Pair Corralation between Johnson Outdoors and YETI Holdings

Given the investment horizon of 90 days Johnson Outdoors is expected to under-perform the YETI Holdings. But the stock apears to be less risky and, when comparing its historical volatility, Johnson Outdoors is 1.27 times less risky than YETI Holdings. The stock trades about -0.06 of its potential returns per unit of risk. The YETI Holdings is currently generating about 0.03 of returns per unit of risk over similar time horizon.

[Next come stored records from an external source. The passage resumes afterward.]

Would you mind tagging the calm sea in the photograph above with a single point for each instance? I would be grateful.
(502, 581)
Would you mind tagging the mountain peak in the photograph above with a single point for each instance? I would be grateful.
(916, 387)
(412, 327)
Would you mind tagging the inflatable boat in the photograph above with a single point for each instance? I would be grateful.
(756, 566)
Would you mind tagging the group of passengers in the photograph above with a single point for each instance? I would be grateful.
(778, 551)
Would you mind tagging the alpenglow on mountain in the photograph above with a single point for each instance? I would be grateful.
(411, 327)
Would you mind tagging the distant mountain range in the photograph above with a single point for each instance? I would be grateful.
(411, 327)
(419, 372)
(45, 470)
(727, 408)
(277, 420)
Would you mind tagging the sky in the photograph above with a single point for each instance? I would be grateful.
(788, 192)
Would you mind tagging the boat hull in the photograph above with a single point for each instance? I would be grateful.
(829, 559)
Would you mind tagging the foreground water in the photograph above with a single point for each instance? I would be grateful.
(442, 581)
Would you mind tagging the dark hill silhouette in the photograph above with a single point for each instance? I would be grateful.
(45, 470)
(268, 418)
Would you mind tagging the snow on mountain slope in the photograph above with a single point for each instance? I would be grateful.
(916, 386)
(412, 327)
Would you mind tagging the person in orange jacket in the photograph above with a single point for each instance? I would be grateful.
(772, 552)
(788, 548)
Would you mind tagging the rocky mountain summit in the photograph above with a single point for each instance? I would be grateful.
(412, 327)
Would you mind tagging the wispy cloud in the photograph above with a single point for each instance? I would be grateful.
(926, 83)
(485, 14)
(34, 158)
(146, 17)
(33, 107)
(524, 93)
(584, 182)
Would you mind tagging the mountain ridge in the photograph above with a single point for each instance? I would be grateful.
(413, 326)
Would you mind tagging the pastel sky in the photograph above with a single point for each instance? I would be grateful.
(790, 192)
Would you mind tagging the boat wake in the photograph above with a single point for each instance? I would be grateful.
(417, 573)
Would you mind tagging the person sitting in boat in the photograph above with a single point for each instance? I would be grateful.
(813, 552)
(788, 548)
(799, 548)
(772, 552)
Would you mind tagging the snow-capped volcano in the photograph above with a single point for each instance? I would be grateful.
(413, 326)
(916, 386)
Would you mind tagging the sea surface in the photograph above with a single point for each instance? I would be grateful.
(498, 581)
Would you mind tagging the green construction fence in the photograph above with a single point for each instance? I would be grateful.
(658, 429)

If you would invest  3,910  in YETI Holdings on August 31, 2024 and sell it today you would earn a total of  128.00  from holding YETI Holdings or generate 3.27% return on investment over 90 days.
Time Period3 Months [change]
DirectionMoves Together 
StrengthWeak
Accuracy98.44%
ValuesDaily Returns

Johnson Outdoors  vs.  YETI Holdings

 Performance 
       Timeline  
Johnson Outdoors 

Risk-Adjusted Performance

0 of 100

 
Weak
 
Strong
Very Weak
Over the last 90 days Johnson Outdoors has generated negative risk-adjusted returns adding no value to investors with long positions. In spite of comparatively stable basic indicators, Johnson Outdoors is not utilizing all of its potentials. The current stock price uproar, may contribute to short-horizon losses for the private investors.
YETI Holdings 

Risk-Adjusted Performance

2 of 100

 
Weak
 
Strong
Weak
Compared to the overall equity markets, risk-adjusted returns on investments in YETI Holdings are ranked lower than 2 (%) of all global equities and portfolios over the last 90 days. Despite fairly strong basic indicators, YETI Holdings is not utilizing all of its potentials. The current stock price confusion, may contribute to short-horizon losses for the traders.

Johnson Outdoors and YETI Holdings Volatility Contrast

   Predicted Return Density   
       Returns  

Pair Trading with Johnson Outdoors and YETI Holdings

The main advantage of trading using opposite Johnson Outdoors and YETI Holdings positions is that it hedges away some unsystematic risk. Because of two separate transactions, even if Johnson Outdoors position performs unexpectedly, YETI Holdings can make up some of the losses. Pair trading also minimizes risk from directional movements in the market. For example, if an entire industry or sector drops because of unexpected headlines, the short position in YETI Holdings will offset losses from the drop in YETI Holdings' long position.
The idea behind Johnson Outdoors and YETI Holdings pairs trading is to make the combined position market-neutral, meaning the overall market's direction will not affect its win or loss (or potential downside or upside). This can be achieved by designing a pairs trade with two highly correlated stocks or equities that operate in a similar space or sector, making it possible to obtain profits through simple and relatively low-risk investment.
Check out your portfolio center.
Note that this page's information should be used as a complementary analysis to find the right mix of equity instruments to add to your existing portfolios or create a brand new portfolio. You can also try the Headlines Timeline module to stay connected to all market stories and filter out noise. Drill down to analyze hype elasticity.